Наверное, мне нужно внести такое предложение на рассмотрение, когда начнется новый учебный год. Но как объяснить, где я услышала эти слова? Ох…
В мыслях я снова и снова возвращалась к ночному происшествию, и оно казалось мне кошмарным, но интересным сном. Мне иногда снились такие сны – в них было много запрещенного, чужого, того, о чем нельзя рассказывать вслух.
А пересказ снов тоже входил в программу обучения, только такая практика называлась иначе: «час откровений». Госпожа Директриса собирала нас у камина, и мы по очереди рассказывали, что кому приснилось. Она считала, что сны являются воплощением всех наших сокровенных стремлений и желаний.

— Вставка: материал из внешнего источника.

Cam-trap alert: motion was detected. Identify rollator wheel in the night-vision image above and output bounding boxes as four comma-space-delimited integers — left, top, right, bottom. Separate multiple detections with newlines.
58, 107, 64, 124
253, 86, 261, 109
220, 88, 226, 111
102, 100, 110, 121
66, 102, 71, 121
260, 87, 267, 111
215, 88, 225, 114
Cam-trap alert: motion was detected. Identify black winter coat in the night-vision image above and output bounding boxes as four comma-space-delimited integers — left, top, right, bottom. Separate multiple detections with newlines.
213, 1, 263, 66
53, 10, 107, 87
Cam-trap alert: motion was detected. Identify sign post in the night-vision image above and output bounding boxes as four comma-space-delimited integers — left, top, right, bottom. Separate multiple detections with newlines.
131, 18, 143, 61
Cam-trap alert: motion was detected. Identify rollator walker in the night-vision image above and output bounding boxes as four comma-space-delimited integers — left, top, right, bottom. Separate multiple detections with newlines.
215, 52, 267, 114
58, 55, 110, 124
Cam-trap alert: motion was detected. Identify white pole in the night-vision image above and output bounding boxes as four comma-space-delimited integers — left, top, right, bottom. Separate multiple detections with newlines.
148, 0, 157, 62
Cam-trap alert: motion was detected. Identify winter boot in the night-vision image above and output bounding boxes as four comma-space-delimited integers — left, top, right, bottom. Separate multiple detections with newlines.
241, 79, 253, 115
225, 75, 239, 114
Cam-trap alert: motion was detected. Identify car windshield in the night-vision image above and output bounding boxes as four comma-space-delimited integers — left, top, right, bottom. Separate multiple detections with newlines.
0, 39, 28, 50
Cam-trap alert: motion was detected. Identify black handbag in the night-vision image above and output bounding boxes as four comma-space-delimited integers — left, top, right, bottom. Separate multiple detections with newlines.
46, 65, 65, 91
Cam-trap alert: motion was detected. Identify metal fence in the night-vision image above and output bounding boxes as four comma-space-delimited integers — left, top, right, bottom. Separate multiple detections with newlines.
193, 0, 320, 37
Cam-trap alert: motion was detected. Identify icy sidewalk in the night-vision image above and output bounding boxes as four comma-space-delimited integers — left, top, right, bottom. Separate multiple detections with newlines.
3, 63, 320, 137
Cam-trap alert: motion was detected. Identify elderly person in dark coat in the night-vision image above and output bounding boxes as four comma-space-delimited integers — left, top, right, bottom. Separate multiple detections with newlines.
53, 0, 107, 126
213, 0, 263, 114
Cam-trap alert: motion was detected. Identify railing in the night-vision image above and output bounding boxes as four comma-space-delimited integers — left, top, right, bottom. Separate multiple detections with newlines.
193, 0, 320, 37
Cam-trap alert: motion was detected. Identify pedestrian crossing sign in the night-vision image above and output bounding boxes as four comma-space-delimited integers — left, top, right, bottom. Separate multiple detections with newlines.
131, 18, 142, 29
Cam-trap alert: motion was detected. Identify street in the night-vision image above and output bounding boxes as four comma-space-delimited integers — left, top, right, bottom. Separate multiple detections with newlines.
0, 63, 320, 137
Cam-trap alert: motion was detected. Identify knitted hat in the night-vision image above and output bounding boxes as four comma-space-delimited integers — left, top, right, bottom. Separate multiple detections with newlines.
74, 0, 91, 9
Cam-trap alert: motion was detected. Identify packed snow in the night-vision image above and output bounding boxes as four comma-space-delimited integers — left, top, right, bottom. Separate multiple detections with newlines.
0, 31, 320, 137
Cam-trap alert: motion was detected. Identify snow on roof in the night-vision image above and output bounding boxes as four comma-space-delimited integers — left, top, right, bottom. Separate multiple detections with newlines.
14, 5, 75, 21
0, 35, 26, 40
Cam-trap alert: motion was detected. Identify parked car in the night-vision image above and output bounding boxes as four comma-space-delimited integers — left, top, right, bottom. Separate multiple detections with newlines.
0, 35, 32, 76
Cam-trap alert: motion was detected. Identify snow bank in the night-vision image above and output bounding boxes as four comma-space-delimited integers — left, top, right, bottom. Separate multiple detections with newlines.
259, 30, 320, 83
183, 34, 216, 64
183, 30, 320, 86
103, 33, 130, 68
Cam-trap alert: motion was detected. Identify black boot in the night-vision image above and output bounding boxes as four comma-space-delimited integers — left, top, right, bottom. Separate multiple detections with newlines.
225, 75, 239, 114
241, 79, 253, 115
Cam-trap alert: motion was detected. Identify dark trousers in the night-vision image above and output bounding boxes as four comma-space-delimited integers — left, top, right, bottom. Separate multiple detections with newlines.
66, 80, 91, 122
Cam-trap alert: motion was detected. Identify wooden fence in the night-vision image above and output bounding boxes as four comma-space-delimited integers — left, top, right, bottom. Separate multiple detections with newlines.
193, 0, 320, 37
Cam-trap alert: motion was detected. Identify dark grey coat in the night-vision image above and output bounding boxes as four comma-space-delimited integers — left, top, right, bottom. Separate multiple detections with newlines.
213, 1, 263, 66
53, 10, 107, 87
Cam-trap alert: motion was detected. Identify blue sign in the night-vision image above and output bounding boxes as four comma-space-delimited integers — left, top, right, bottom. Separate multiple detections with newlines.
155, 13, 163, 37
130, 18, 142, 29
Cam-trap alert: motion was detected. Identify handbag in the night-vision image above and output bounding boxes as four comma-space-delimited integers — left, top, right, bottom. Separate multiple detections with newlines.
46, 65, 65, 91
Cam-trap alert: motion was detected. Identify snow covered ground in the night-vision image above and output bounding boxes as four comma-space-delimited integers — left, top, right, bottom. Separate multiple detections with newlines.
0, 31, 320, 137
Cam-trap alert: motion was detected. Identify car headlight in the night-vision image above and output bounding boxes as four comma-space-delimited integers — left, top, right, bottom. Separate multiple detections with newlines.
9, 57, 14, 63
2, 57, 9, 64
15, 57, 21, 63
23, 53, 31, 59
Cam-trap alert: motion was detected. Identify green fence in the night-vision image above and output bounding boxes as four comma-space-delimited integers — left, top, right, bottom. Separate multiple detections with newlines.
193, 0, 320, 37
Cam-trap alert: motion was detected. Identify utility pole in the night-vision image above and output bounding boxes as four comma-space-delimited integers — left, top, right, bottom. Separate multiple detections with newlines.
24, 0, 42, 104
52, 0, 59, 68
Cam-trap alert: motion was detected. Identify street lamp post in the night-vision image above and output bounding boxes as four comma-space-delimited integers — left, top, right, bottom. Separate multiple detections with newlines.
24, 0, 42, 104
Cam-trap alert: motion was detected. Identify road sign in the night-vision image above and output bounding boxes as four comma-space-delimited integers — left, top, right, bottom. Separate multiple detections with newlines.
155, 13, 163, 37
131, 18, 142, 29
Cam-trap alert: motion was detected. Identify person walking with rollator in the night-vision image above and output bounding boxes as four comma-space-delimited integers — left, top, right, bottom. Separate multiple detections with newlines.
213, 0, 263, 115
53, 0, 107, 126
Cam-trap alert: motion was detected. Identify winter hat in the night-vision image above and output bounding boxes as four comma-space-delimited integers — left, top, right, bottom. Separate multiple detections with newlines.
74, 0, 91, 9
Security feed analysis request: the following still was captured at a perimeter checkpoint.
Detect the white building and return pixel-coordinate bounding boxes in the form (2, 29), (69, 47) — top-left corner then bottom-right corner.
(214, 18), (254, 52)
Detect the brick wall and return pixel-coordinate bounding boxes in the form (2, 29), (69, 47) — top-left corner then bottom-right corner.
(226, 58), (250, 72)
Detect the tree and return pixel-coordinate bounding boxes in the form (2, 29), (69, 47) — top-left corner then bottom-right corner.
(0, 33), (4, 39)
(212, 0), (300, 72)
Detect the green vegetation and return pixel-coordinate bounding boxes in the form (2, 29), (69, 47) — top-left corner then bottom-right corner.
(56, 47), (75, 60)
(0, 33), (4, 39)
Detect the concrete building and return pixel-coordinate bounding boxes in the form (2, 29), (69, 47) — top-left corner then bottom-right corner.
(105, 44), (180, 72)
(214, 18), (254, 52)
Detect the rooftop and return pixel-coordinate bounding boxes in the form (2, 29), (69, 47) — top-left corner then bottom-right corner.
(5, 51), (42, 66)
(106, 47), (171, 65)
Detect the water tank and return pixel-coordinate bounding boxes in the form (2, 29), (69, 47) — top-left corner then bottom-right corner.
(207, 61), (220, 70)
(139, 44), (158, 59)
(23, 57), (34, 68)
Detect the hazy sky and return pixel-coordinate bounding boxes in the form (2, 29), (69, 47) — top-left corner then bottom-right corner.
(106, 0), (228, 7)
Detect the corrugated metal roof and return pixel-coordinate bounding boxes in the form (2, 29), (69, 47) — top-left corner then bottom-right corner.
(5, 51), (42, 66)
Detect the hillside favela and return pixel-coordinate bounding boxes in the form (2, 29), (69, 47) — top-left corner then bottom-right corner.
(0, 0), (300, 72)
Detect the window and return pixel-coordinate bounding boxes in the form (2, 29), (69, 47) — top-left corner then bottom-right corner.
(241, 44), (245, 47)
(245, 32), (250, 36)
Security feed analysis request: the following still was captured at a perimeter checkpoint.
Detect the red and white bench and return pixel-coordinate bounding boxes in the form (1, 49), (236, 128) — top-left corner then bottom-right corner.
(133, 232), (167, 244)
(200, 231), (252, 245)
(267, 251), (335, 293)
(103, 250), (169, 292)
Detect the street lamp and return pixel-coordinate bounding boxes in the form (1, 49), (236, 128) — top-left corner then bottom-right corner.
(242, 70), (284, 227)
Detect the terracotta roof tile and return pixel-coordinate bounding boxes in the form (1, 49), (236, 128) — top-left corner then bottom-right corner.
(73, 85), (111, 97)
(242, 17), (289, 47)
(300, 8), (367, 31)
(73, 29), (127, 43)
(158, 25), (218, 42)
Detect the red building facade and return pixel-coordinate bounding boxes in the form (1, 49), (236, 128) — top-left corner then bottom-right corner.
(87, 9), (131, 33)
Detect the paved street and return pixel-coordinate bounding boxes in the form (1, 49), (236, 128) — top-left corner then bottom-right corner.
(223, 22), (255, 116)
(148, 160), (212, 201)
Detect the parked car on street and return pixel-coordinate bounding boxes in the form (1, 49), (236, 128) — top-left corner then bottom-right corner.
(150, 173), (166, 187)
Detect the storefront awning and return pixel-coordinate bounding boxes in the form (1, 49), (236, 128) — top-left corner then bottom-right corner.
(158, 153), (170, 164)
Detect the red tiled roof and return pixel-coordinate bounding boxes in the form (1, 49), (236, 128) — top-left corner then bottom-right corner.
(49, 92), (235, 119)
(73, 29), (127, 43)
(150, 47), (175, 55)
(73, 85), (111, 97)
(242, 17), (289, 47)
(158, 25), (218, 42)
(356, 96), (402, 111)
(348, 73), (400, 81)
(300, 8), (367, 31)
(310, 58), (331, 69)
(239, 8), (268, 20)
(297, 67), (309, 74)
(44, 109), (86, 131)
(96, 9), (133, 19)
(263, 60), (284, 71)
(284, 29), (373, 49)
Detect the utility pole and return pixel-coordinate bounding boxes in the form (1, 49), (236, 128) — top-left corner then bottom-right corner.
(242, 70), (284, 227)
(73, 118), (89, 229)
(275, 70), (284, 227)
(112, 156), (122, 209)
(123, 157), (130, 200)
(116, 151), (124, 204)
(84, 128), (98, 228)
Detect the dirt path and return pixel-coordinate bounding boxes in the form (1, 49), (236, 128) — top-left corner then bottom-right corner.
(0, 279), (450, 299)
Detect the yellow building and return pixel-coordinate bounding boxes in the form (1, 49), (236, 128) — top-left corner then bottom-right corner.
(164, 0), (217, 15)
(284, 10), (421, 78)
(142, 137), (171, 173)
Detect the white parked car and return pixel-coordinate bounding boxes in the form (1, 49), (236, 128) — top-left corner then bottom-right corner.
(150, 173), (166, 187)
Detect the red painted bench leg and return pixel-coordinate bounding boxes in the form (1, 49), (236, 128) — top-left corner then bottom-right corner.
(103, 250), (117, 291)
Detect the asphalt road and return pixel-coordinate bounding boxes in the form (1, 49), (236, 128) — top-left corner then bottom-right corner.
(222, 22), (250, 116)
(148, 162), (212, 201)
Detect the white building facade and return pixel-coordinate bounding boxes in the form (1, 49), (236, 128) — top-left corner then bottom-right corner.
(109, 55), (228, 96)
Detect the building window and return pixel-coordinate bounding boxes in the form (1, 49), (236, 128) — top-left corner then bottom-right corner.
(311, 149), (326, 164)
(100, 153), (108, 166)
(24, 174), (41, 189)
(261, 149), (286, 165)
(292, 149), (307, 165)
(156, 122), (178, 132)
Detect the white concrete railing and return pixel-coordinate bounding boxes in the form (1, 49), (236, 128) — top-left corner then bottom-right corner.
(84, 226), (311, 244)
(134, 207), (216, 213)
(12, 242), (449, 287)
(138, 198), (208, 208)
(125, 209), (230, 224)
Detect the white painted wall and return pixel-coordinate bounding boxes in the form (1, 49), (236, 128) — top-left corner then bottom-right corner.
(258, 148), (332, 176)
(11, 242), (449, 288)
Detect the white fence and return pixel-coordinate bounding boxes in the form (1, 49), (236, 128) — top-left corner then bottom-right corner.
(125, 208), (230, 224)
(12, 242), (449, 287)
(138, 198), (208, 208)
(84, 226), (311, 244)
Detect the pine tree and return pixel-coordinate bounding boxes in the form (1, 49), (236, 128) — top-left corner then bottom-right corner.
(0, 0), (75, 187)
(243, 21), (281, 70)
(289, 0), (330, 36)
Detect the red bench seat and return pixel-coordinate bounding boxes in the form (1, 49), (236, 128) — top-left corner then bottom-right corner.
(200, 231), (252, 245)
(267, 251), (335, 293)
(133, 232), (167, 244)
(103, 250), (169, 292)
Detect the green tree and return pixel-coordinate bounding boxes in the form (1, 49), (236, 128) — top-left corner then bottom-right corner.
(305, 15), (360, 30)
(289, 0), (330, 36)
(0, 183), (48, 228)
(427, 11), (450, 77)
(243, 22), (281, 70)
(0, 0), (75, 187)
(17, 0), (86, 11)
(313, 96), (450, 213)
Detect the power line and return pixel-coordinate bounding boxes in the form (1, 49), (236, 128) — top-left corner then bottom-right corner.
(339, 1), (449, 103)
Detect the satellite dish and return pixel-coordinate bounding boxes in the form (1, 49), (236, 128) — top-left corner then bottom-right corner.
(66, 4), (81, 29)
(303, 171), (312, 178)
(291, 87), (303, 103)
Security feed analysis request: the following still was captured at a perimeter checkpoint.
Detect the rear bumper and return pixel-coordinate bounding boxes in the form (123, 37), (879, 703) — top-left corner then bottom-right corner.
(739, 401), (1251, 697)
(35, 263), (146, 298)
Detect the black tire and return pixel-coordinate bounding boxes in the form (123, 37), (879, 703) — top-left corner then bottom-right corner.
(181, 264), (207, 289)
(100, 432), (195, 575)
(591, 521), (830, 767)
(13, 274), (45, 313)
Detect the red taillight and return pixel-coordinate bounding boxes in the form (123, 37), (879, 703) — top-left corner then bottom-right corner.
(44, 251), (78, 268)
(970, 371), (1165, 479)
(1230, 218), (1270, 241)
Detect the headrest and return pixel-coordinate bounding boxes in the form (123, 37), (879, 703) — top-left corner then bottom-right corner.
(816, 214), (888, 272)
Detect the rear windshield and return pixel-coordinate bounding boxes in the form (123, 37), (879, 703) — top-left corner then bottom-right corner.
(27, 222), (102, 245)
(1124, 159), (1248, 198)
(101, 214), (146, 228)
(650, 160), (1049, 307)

По большей части наши сны были сказочными, в них фигурировали белые лошади, кареты, принцы, эльфы, победа добра над злом, свадьба. Все рассказывали почти одно и то же, и мы были счастливы от такого единодушия.
Но теперь и это беспокоило меня, ведь я точно знала: большинство моих рассказов о снах, которые я могла озвучить у камина, были выдумкой. Потому что довольно часто мне снилось совсем другое – не белые лошади, не эльфы и не свадьба, а какие-то обрывки из того времени, которое я плохо помню наяву: лица незнакомых людей, лабиринты улиц, по которым я лечу и не могу остановиться, мерцающие огни, закрытые двери.
Сначала я думала, что я одна такая, а потом, когда слышала, как стонут во сне мои одноклассницы, поняла, что и их сны порой далеки от тех радужно-розовых сказок, которые они рассказывают у камина.
А после того бала, после приключения в ночном саду, в мои сны все чаще приходил Саксофон. И то, что наяву казалось мне чудовищным и жутким, то, из-за чего я так страдала, во сне представало передо мной таким привлекательным, что утром я по полчаса стояла под прохладным душем.
Но что было более правдивым – мои сны или реальность, я пока не могла решить. Не могла определиться и сейчас.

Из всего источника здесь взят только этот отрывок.